When the laptop was booted up, a config.sys menu would appear, where you could choose which card you were using. That way it only loaded the right driver for the card you had installed. DOS was fun back then. It looked a bit like this:

MS-DOS 6.22 Startup Menu
════════════════════════

     1. Xircom Pocket adapter
     2. 3Com PCMCIA adapter
     3. No network

  Enter a choice: 1





F5=Bypass startup files F8=Confirm each line of CONFIG.SYS and AUTOEXEC.BAT [N]

Supply & demand

The problem was, there weren’t enough cards of either type, for everyone. But that’s fine, because on any ordinary day, the consultants would be out, making money. They generally had no need for the network adapters when visiting customers, because they’d never connect up to the to the customer LAN.

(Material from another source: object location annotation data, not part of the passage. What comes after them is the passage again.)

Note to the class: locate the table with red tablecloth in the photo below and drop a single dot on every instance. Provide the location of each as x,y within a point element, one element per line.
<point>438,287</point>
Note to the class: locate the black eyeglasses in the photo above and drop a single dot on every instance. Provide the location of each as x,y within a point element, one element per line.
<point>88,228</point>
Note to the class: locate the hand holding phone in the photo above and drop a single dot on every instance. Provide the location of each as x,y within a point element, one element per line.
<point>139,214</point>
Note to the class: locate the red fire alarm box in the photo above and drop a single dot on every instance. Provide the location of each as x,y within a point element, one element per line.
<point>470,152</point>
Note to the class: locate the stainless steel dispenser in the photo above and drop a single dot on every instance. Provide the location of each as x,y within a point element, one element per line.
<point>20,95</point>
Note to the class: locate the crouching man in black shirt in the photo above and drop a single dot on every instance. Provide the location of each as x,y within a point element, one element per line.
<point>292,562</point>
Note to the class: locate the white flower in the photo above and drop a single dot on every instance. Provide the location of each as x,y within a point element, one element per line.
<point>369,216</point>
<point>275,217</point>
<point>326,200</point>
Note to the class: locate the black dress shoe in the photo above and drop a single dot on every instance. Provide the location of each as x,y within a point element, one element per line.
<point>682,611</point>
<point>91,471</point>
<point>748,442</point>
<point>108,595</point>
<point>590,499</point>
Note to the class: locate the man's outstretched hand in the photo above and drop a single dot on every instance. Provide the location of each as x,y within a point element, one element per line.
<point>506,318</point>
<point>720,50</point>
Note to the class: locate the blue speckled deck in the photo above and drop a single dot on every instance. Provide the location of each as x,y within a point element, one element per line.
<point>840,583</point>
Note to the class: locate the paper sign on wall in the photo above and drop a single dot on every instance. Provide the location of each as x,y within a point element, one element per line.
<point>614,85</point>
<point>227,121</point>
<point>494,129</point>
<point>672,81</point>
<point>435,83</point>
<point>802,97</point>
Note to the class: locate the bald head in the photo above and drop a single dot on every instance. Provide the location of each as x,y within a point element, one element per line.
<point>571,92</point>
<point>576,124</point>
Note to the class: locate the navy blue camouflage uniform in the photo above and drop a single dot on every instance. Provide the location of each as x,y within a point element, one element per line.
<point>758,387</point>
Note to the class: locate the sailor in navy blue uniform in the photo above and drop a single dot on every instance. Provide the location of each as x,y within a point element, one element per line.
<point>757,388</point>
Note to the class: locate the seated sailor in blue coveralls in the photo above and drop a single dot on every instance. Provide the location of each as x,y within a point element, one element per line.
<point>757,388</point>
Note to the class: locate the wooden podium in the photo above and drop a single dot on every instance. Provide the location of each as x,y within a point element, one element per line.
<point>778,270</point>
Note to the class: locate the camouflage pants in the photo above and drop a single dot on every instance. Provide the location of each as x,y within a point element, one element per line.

So we would keep all of the network adapters in the office, on a shelf of a cabinet located just inside the office door as you leave the lift (elevator). So on a Friday (or whatever day they’re in), a consultant could enter the office, snag a card, then get working.

Everyone was expected to drop the card off to the cabinet at the end of the day, for the next person. Share and share alike, children!

First come, first served

What’s worse though, we had way more of bad (cheaper) Xircom parallel-port adapters than the good 3Com PCMCIA cards. So all the 3Com ones would go first to the early birds. If you got in late, tough shit, you get a crappy Xircom adapter.

We started to get complaints that there were never any of the nicer PCMCIA cards in the morning. Even the early birds would call the helpdesk and complain asking where all the good cards went. We didn’t have a good answer for this.

Perhaps their colleagues were “““““accidentally”””” leaving the PCMCIA card in their laptop, and ““““oops”””” put the dongle in their laptop bag too. Whoopsie!

More likely, we thought, people were doing this on purpose. Shocking behaviour, I know.

Slowly, slowly catchy cheeky monkey

We formed a plan. We summised that if people were indeed “accidentally on purpose” keeping hold of network cards, we should be able to spot this on the network. Every card has a unique MAC address. If someone has the same MAC multiple days in a row, that’s either coincidence or deliberate card-hoarding.

So, a script was developed which ran regularly, capturing the MAC addresses of everyone on the network segment where this behaviour was observed. This data was correlated with user account names.

It took days to build this evidence, of course, because we needed to target the repeat offenders first. As they didn’t always come in to the office, we sometimes had a lack of ‘streaks’ in their network connections.

However, once we had enough data, we would build a list of the worst offenders and schedule a 🌟surprise🌟 courtesy call.

’ello ’ello ’ello sir, what’s going on here then?

Armed with our printed evidence we’d head out to the desk of card-hoarding offenders.

They all had different reactions.

Some would get cross that they’d been caught, expressing frustration at the “crappy” cards they’d been “forced” to use when they got in late.

Others would just turn red, fess up, and apologise for their heinous crimes.

Sometimes they were out of the office, so we couldn’t have a conversation about it. We would speculatively open their pedestal drawers and find the PCMCIA card and dongle boldly sitting among pens, loose staples and crumbs. Busted!

We would always return the cards, good or bad, to their nightly resting place, in the cabinet by the door, ready for another day of intense networking after a good nights sleep.

After a while the hoarders got the message, and shared their toys, like good little girls and boys.